Eric Stahl, who spoke to Baier in what is one of the most riveting interviews in recent memory, is the recently retired U.S. Air Force major who was commander and pilot of the C-17 aircraft that flew the bodies of the four men who died in Benghazi to Germany. James Rosen was the reporter on the story. In a better world, they’d win a Pulitzer for this interview.

Watch the latest video at video.foxnews.com

Unless Stahl is the best fabricator around, two things are starkly clear: the Benghazi attack was worse than we thought and the Obama administration knew this instantly and took immediate actions to prevent the public from knowing in the lead-up to a presidential election.

From Fox’s online report:

The terrorists, who attacked the U.S. consulate and CIA annex in Benghazi on September 11, 2012 used cell phones, seized from State Department personnel during the attacks, and U.S. spy agencies overheard them contacting more senior terrorist leaders to report on the success of the operation, multiple sources confirmed to Fox News.

The disclosure is important because it adds to the body of evidence establishing that senior U.S. officials in the Obama administration knew early on that Benghazi was a terrorist attack, and not a spontaneous protest over an anti-Islam video that had gone awry, as the administration claimed for several weeks after the attacks.

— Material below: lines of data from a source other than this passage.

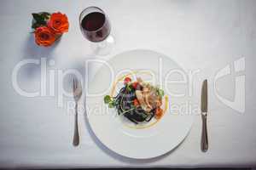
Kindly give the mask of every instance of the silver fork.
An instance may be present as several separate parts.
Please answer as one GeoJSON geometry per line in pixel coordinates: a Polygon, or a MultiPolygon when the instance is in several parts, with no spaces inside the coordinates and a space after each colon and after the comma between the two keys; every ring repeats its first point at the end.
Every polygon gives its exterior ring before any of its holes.
{"type": "Polygon", "coordinates": [[[74,134],[73,139],[73,144],[77,146],[79,144],[79,113],[78,113],[78,102],[82,96],[81,83],[77,78],[73,79],[73,94],[76,102],[75,105],[75,123],[74,123],[74,134]]]}

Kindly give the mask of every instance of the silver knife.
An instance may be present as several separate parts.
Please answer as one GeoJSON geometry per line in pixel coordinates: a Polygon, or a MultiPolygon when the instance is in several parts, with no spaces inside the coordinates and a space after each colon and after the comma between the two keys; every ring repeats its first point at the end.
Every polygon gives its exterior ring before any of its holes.
{"type": "Polygon", "coordinates": [[[201,88],[201,118],[202,118],[202,133],[201,133],[201,150],[207,151],[208,150],[208,135],[207,135],[207,80],[204,80],[201,88]]]}

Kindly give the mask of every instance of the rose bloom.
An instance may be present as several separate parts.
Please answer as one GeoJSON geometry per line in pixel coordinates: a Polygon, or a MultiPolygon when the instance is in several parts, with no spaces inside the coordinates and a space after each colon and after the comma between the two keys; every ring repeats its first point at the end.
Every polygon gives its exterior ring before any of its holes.
{"type": "Polygon", "coordinates": [[[48,47],[55,42],[56,37],[47,26],[40,26],[35,31],[35,41],[38,45],[48,47]]]}
{"type": "Polygon", "coordinates": [[[69,24],[66,14],[62,14],[61,13],[58,12],[50,15],[47,26],[55,33],[62,34],[64,32],[67,32],[69,24]]]}

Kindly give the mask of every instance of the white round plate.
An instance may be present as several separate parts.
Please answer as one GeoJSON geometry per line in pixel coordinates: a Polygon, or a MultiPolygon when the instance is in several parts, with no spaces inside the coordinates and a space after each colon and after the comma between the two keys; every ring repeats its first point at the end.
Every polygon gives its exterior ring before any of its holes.
{"type": "Polygon", "coordinates": [[[92,131],[108,149],[126,157],[152,158],[171,151],[185,139],[194,120],[193,113],[187,108],[193,103],[187,95],[188,85],[176,83],[183,81],[184,75],[176,62],[154,51],[132,50],[113,57],[103,64],[87,87],[86,107],[92,131]],[[115,110],[108,109],[103,102],[116,78],[134,71],[153,72],[153,83],[160,85],[169,98],[167,111],[148,128],[128,128],[116,116],[115,110]]]}

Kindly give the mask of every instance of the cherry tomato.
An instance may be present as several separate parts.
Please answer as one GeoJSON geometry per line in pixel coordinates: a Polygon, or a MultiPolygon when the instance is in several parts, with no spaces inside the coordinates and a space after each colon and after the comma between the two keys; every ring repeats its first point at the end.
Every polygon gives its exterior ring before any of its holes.
{"type": "Polygon", "coordinates": [[[137,106],[137,105],[139,105],[138,100],[137,100],[137,99],[134,99],[134,100],[133,100],[133,105],[134,105],[135,106],[137,106]]]}
{"type": "Polygon", "coordinates": [[[160,118],[161,118],[162,115],[163,115],[163,110],[160,107],[156,108],[155,118],[160,119],[160,118]]]}
{"type": "Polygon", "coordinates": [[[124,80],[124,84],[128,84],[128,82],[131,82],[131,79],[130,77],[125,77],[124,80]]]}

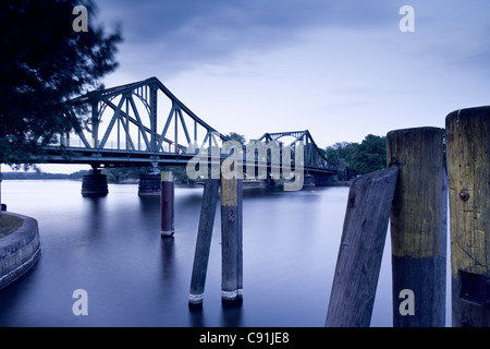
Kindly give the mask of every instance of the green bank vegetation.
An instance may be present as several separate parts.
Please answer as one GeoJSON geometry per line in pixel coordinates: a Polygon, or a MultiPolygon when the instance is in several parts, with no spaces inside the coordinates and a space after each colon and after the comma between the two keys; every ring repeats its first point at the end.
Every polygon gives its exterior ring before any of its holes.
{"type": "Polygon", "coordinates": [[[24,220],[17,216],[2,213],[0,217],[0,239],[21,228],[23,222],[24,220]]]}

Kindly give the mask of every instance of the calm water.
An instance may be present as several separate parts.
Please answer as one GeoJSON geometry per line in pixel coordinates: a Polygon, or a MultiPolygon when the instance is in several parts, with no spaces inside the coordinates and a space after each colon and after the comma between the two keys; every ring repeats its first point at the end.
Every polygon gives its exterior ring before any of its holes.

Stahl said members of a CIA-trained Global Response Staff who raced to the scene of the attacks were “confused” by the administration’s repeated implication of the video as a trigger for the attacks, because “they knew during the attack…who was doing the attacking.” Asked how, Stahl told anchor Bret Baier: “Right after they left the consulate in Benghazi and went to the [CIA] safehouse, they were getting reports that cell phones, consulate cell phones, were being used to make calls to the attackers' higher ups.”

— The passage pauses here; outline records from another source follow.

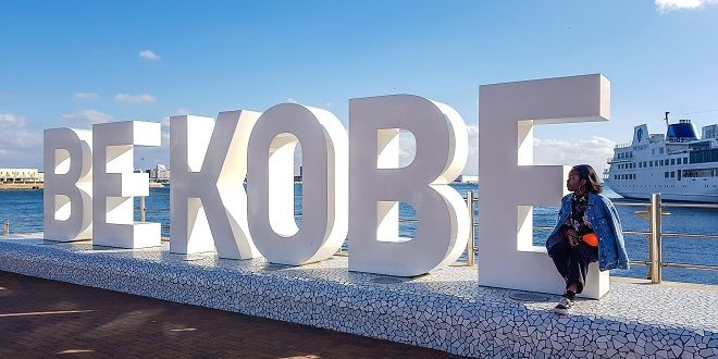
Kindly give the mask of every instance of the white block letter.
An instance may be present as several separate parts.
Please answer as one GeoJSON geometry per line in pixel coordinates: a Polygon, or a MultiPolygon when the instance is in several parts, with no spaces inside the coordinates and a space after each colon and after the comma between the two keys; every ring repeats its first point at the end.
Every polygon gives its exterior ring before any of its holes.
{"type": "Polygon", "coordinates": [[[413,276],[454,262],[471,226],[461,196],[446,185],[467,160],[461,116],[417,96],[352,99],[349,136],[349,270],[413,276]],[[417,152],[396,169],[399,128],[413,134],[417,152]],[[399,201],[417,211],[410,240],[398,234],[399,201]]]}
{"type": "Polygon", "coordinates": [[[260,257],[249,236],[247,144],[260,113],[222,112],[170,119],[172,187],[170,250],[216,252],[221,258],[260,257]]]}
{"type": "Polygon", "coordinates": [[[149,196],[149,174],[133,171],[134,146],[160,146],[160,123],[96,124],[92,137],[92,244],[159,246],[160,223],[134,223],[133,196],[149,196]]]}
{"type": "Polygon", "coordinates": [[[92,235],[92,132],[45,131],[45,239],[70,242],[92,235]]]}
{"type": "MultiPolygon", "coordinates": [[[[610,85],[602,75],[481,86],[479,284],[564,293],[545,248],[532,245],[532,206],[560,205],[570,168],[532,165],[533,125],[607,121],[609,106],[610,85]]],[[[599,275],[594,263],[586,282],[583,295],[599,298],[608,272],[599,275]]]]}
{"type": "Polygon", "coordinates": [[[347,134],[329,111],[272,107],[249,139],[249,231],[271,262],[300,265],[334,255],[347,233],[347,134]],[[294,149],[301,144],[302,223],[294,220],[294,149]]]}

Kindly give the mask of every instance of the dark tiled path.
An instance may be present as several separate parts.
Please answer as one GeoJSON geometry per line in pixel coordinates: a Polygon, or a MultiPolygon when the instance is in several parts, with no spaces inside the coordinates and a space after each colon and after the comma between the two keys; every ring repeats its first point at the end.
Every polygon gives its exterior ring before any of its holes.
{"type": "Polygon", "coordinates": [[[447,358],[448,354],[0,272],[0,358],[447,358]]]}

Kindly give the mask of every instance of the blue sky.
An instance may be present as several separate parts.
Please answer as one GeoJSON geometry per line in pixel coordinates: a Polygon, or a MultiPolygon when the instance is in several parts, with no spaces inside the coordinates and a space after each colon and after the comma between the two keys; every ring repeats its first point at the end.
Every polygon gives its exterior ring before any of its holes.
{"type": "MultiPolygon", "coordinates": [[[[41,168],[42,129],[413,94],[454,107],[476,169],[482,84],[602,73],[608,123],[536,129],[536,163],[605,166],[664,111],[718,122],[718,3],[610,1],[0,2],[0,168],[41,168]]],[[[164,134],[166,136],[166,126],[164,134]]],[[[169,163],[140,151],[138,166],[169,163]]]]}

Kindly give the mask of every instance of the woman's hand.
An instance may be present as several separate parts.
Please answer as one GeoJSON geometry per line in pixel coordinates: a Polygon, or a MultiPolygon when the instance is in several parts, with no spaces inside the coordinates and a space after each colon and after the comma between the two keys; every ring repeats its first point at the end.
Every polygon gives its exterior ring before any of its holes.
{"type": "Polygon", "coordinates": [[[579,234],[573,230],[566,231],[566,237],[569,239],[569,245],[575,247],[579,245],[579,234]]]}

Stahl also describes what appears to be the administration’s immediate move to ensure that the survivors of the attack didn’t provide the public with details of that night:

Stahl said that when he deposited the traumatized passengers [survivors of the attack] at Ramstein, the first individual to question the CIA security officers was not an FBI officer but the senior State Department diplomat on the ground.

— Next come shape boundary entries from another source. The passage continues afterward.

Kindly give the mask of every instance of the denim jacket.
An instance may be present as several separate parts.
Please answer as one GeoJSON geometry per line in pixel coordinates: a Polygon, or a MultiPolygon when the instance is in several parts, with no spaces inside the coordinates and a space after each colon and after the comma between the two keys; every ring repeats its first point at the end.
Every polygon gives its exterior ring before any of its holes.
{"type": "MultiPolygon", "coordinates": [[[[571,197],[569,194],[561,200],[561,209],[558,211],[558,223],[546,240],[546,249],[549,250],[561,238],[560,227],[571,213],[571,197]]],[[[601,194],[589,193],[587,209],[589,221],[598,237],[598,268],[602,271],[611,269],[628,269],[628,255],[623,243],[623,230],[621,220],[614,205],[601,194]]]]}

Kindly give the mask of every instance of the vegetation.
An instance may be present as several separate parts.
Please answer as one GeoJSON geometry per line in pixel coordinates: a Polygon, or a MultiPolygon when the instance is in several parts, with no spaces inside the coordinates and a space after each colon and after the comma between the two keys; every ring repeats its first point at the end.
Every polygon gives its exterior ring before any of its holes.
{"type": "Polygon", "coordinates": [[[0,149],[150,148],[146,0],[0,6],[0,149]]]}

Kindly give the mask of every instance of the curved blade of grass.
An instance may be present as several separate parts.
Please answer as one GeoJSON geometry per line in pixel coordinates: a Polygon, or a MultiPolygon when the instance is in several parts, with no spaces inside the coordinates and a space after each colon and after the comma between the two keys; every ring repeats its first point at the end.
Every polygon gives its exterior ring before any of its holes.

“They were taken away from the airplane,” Stahl said. “The U.S. ambassador to Germany [Philip D. Murphy] met us when we landed and he took them away because he wanted to debrief them that night.” Murphy stepped down as ambassador last year.

Stahl also believes that his crew could have gotten to Benghazi soon enough to have rescued people on the ground, if the order had been given.

This was an amazing and alarming interview. If what Stahl is saying is true, it raises an alarming question: What happens when a U.S. diplomatic installation is attacked by organized terrorists, who are victorious, and the president and secretary of state refuse to tell the American people? And another question: Does Stahl know he is about to be savaged by his own government if what he says gains traction?

It takes a special kind of woman to greet the greiving families of those killed in Benghazi and, knowing all this, tries to blame a politically-expedient video.